For all this I loved watching him at Leipzig: a powerful, screeching racing car of a striker, playing in a team pitched perfectly to his abilities: given the freedom to attack but also the leeway to miss. Partly this is why United feels like the most unforgiving place he could possibly be right now: a place where "harsh judgments" are summarily issued in roughly the duration it takes to watch a short advertisement, the club with the widest and most ruthless gulf between the patience and space he needs, and the opportunity he is going to get.
There was an example of this during the national team pause, when a viral infographic conveniently stated that Sesko had been deemed – decisively – the worst signing of the recent market by a survey of football representatives. And of course, the press are not the only ones in such behavior. Club channels, influencers, anonymous X accounts with a oddly high number of pornbot followers: all parties with skin in the game is now essentially operating along the same principles, an environment deliberately geared for provocation.
Scroll, scroll, tap, scroll. What is happening to ourselves? Are we aware, on any level, what this infinite sluice of irritation is doing to our brains? Separate from the inherent strangeness of playing in the middle of this, knowing on a bizarre chain-reaction level that every single thing about players is now essentially content, product, public property to be packaged and traded.
And yes, in part this is because it's Manchester United, the corpse that keeps nourishing the narrative, a big club that must always be producing the strong emotions.

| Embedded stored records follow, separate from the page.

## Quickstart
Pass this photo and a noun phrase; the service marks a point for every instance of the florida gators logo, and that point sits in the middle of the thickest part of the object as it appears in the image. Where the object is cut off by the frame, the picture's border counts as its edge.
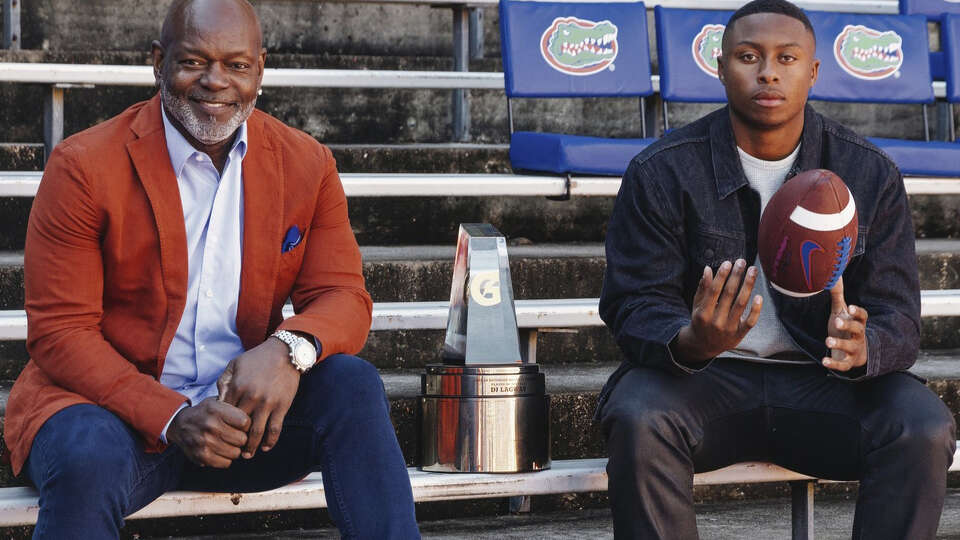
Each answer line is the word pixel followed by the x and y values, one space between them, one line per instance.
pixel 578 46
pixel 868 54
pixel 707 48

However, in part this is a temporary malaise, a pendulum of judgment most visibly and cruelly observed at this time of year, roughly four weeks after the window has closed. All summer long we have been coveting footballers, eulogising them, drooling over them. Now, just a few weeks in, a lot of those very players are now being dismissed as failures. Should we start to worry about Jamie Gittens? Was Arsenal's purchase of their striker wise? What was the point of another expensive buy?
It feels appropriate that Sesko faces Liverpool on the weekend: a team at once 13 months unbeaten at home in the Premier League and somehow in their own situation of perceived turmoil, like submitting a a report on someone who went to the store half an hour ago. Defensively suspect. Their star finished. The striker an expensive flop. The coach losing his hair.
Perhaps we have failed to understand the way the narrative of football has begun to supplant football the actual game, to inflect the way we view it, an entire sport repivoted around discussion topics and reaction, something that happens in the backdrop while we browse through our devices, unable to disconnect from the saline drip of opinions and further hot takes. Perhaps Sesko taking the hit right now. But in a way, everyone is losing a part of the experience here.
An avid explorer and travel writer with over a decade of experience in documenting remote destinations and outdoor adventures.